Background to this inspection
Updated
11 May 2018
We carried out this inspection under Section 60 of the Health and Social Care Act 2008 as part of our regulatory functions. This inspection was planned to check whether the provider is meeting the legal requirements and regulations associated with the Health and Social Care Act 2008, to look at the overall quality of the service, and to provide a rating for the service under the Care Act 2014.
This inspection took place between 16 and 26 March 2018 and was announced. We gave the service short notice of the inspection visit because the location provides a domiciliary care service. We needed to be sure that they would be in.
One inspector carried out the inspection.
Prior to the inspection we contacted external commissioners of the service from the local authority and the Clinical Commissioning Group (CCG), as well as the local authority safeguarding team and the local Healthwatch. We used their feedback during the planning of this inspection.
During our inspection we spoke with 12 people and seven relatives either face to face or by telephone. We spoke with a range of staff including the registered manager, two care co-ordinators, four care workers and the administrator. We reviewed a range of records including five people’s care records, medicine records, five staff files, training records and other records relating to the quality and safety of the service.
Updated
11 May 2018
This inspection took place between 16 and 26 March 2018 and was announced. We gave the provider 48 hours' notice to ensure someone would be available to speak with us and show us records.
When we last inspected the service we found the provider had breached the regulations relating to safe care and treatment because potential risks to people’s safety were not managed safely. We rated the service as Requires Improvement. Following this inspection, to reflect the improvements the provider has made, we have rated the service as Good.
Following the last inspection, we asked the provider to complete an action plan to show what they would do and by when to improve the key question(s) is the service safe, responsive and well-led to at least good. We found progress had been made and the provider was now meeting the regulations. In particular, there was now a more robust risk management process in place to help keep people safe from harm.

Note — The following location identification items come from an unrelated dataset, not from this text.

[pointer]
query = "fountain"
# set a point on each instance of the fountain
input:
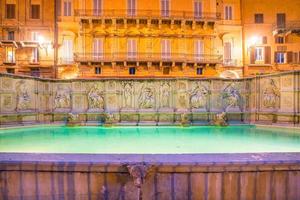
(220, 119)
(72, 120)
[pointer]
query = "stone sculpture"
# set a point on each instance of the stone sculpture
(146, 98)
(271, 95)
(198, 97)
(62, 98)
(231, 97)
(165, 94)
(109, 119)
(127, 94)
(95, 98)
(220, 119)
(72, 119)
(23, 97)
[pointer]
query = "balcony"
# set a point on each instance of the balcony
(147, 14)
(287, 28)
(148, 57)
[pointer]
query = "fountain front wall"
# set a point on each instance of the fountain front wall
(93, 181)
(158, 101)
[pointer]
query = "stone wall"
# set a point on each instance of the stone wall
(33, 181)
(159, 101)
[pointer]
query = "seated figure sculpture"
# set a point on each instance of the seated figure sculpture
(220, 120)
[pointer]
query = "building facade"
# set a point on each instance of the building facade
(271, 35)
(26, 37)
(141, 38)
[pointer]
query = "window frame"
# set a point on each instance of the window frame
(7, 11)
(228, 15)
(39, 11)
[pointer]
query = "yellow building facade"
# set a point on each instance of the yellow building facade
(26, 37)
(271, 33)
(142, 38)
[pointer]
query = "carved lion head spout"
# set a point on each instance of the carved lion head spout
(23, 96)
(271, 95)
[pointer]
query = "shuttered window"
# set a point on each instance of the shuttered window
(227, 51)
(166, 49)
(10, 11)
(199, 49)
(198, 9)
(97, 7)
(165, 8)
(267, 53)
(228, 13)
(279, 57)
(35, 11)
(289, 57)
(132, 48)
(67, 8)
(259, 18)
(67, 51)
(131, 7)
(98, 48)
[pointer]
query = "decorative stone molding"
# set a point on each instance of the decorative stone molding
(271, 95)
(23, 96)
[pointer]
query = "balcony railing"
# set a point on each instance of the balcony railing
(147, 57)
(148, 14)
(287, 27)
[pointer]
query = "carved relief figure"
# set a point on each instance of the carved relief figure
(231, 97)
(146, 99)
(198, 97)
(95, 98)
(165, 95)
(62, 97)
(127, 94)
(23, 97)
(271, 95)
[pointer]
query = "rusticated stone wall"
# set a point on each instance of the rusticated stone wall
(271, 99)
(72, 181)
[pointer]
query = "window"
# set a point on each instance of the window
(35, 11)
(97, 7)
(199, 71)
(259, 54)
(166, 49)
(97, 70)
(67, 51)
(34, 36)
(228, 13)
(132, 70)
(35, 72)
(67, 8)
(98, 48)
(280, 57)
(166, 70)
(281, 20)
(132, 48)
(35, 55)
(259, 18)
(279, 40)
(227, 52)
(10, 53)
(199, 49)
(131, 7)
(197, 9)
(11, 35)
(165, 8)
(10, 70)
(10, 11)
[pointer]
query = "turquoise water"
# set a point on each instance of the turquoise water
(149, 140)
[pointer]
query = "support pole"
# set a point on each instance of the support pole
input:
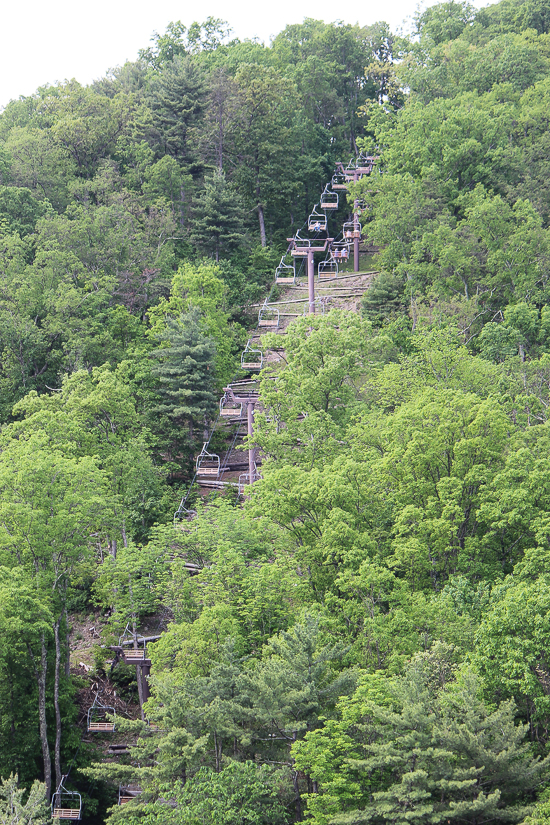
(251, 449)
(356, 227)
(311, 281)
(145, 669)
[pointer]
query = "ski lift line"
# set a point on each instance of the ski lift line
(329, 200)
(207, 464)
(97, 721)
(69, 803)
(225, 461)
(317, 221)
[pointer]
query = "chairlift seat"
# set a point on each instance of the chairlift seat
(134, 654)
(338, 181)
(64, 803)
(268, 316)
(341, 254)
(97, 721)
(251, 359)
(317, 221)
(351, 231)
(66, 813)
(327, 268)
(101, 726)
(207, 464)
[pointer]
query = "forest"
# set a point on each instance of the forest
(362, 635)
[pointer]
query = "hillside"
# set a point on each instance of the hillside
(274, 477)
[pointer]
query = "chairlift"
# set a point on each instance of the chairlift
(329, 200)
(351, 230)
(301, 246)
(285, 273)
(229, 408)
(340, 251)
(320, 302)
(268, 316)
(97, 717)
(338, 181)
(327, 268)
(182, 512)
(126, 794)
(135, 655)
(66, 804)
(207, 464)
(244, 480)
(251, 359)
(364, 164)
(317, 221)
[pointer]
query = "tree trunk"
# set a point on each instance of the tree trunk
(40, 675)
(297, 796)
(263, 238)
(139, 670)
(57, 747)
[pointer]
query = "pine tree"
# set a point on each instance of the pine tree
(218, 224)
(178, 97)
(185, 372)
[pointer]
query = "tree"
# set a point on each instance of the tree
(423, 747)
(13, 811)
(217, 226)
(185, 372)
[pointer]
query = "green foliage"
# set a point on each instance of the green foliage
(13, 811)
(425, 751)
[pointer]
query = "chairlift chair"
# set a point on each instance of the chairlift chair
(207, 464)
(327, 268)
(285, 273)
(244, 480)
(351, 231)
(126, 794)
(268, 316)
(364, 164)
(350, 171)
(317, 221)
(340, 251)
(230, 409)
(338, 181)
(66, 804)
(329, 200)
(300, 247)
(182, 512)
(97, 717)
(134, 655)
(251, 359)
(319, 302)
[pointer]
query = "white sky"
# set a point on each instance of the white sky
(44, 42)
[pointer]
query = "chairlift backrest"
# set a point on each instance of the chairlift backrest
(317, 221)
(338, 181)
(97, 721)
(340, 251)
(229, 408)
(327, 268)
(251, 359)
(134, 654)
(66, 804)
(351, 230)
(207, 464)
(329, 200)
(268, 316)
(285, 273)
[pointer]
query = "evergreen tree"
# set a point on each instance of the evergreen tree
(185, 372)
(177, 101)
(217, 226)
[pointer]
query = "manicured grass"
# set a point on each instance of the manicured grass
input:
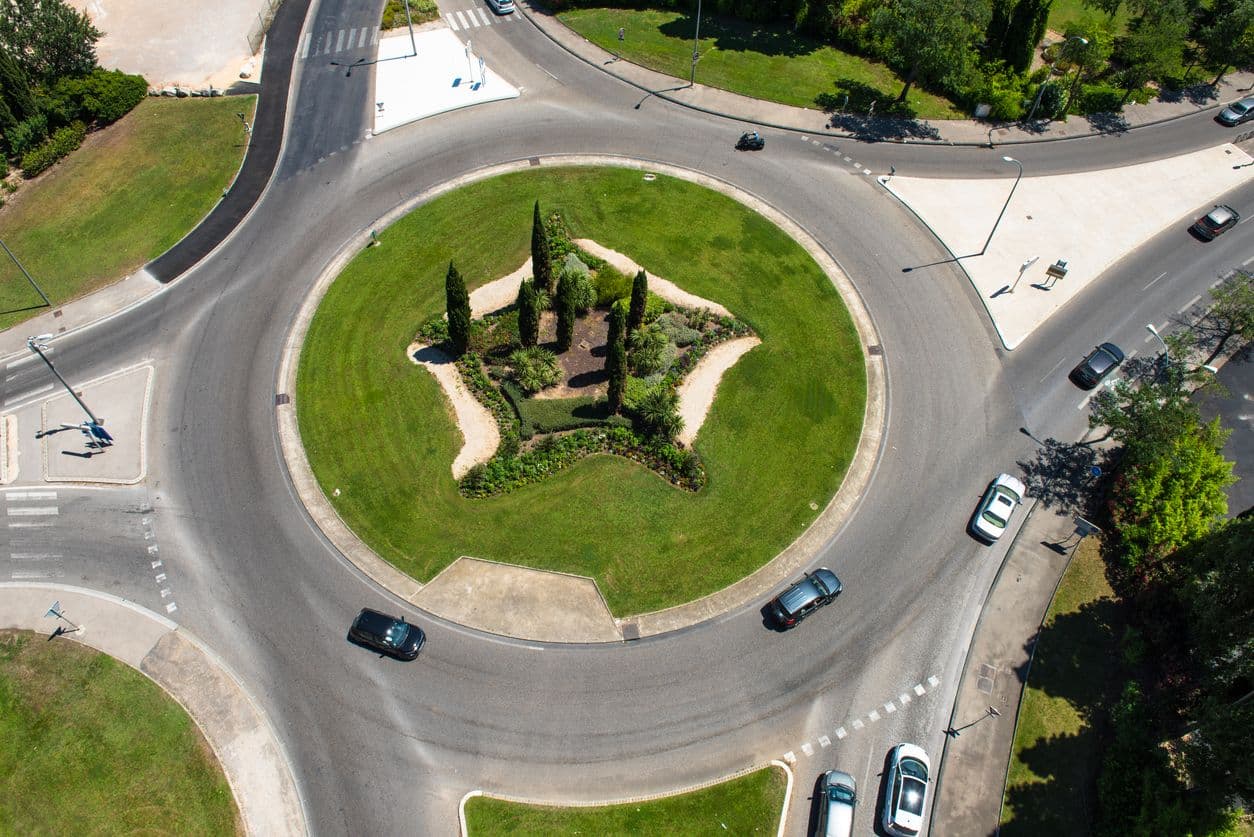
(1074, 680)
(761, 62)
(779, 437)
(750, 805)
(89, 746)
(122, 200)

Synergy Homecare – Washington is a domiciliary care agency. It provides personal care to people living in their own houses and flats in the community. At the time of our inspection it provided a service to approximately 130 people.
The service had a registered manager. A registered manager is a person who has registered with the Care Quality Commission to manage the service. Like registered providers, they are ‘registered persons’. Registered persons have legal responsibility for meeting the requirements in the Health and Social Care Act 2008 and associated Regulations about how the service is run. People, relatives and staff described the registered manager as supportive and approachable. They told us since the registered manager had started there had been significant improvements made to the service.
The provider did not always maintain accurate records for the medicines people had been given. We found gaps in signatures on medicines administration records (MARs). A similar trend had already been identified through the provider’s own quality assurance checks and action was underway to remedy this.
People and relatives told us the service provided a good level of care. They also said staff were kind, considerate and caring. People, staff and relatives felt the service was safe.
A reliable and consistent staff team provided people’s care. People told us staff usually turned up on time. Some people said they did not always know which staff were due and at what time. The provider had set up individual arrangements with people to improve this.
The provider had effective processes so that new staff were recruited safely.
Staff had a good understanding of safeguarding and the whistleblowing procedure. They told us they did not have any concerns about people’s safety but knew how to raise them if they needed to.
Staff felt the support they received had improved. They confirmed they had regular opportunities to speak with management. They told us training had also improved.
Staff supported people to meet their nutritional and healthcare needs. People told us staff supported them to have enough to eat and drink.
People were supported to have maximum choice and control of their lives and staff supported them in the least restrictive way possible; the policies and systems in the service supported this practice.
People’s care plans had improved since the last inspection. They were now more personalised and included detailed guidance for staff to follow about how people wanted their care provided.
People knew how to complain if required. There had been no complaints made about the service since our last inspection.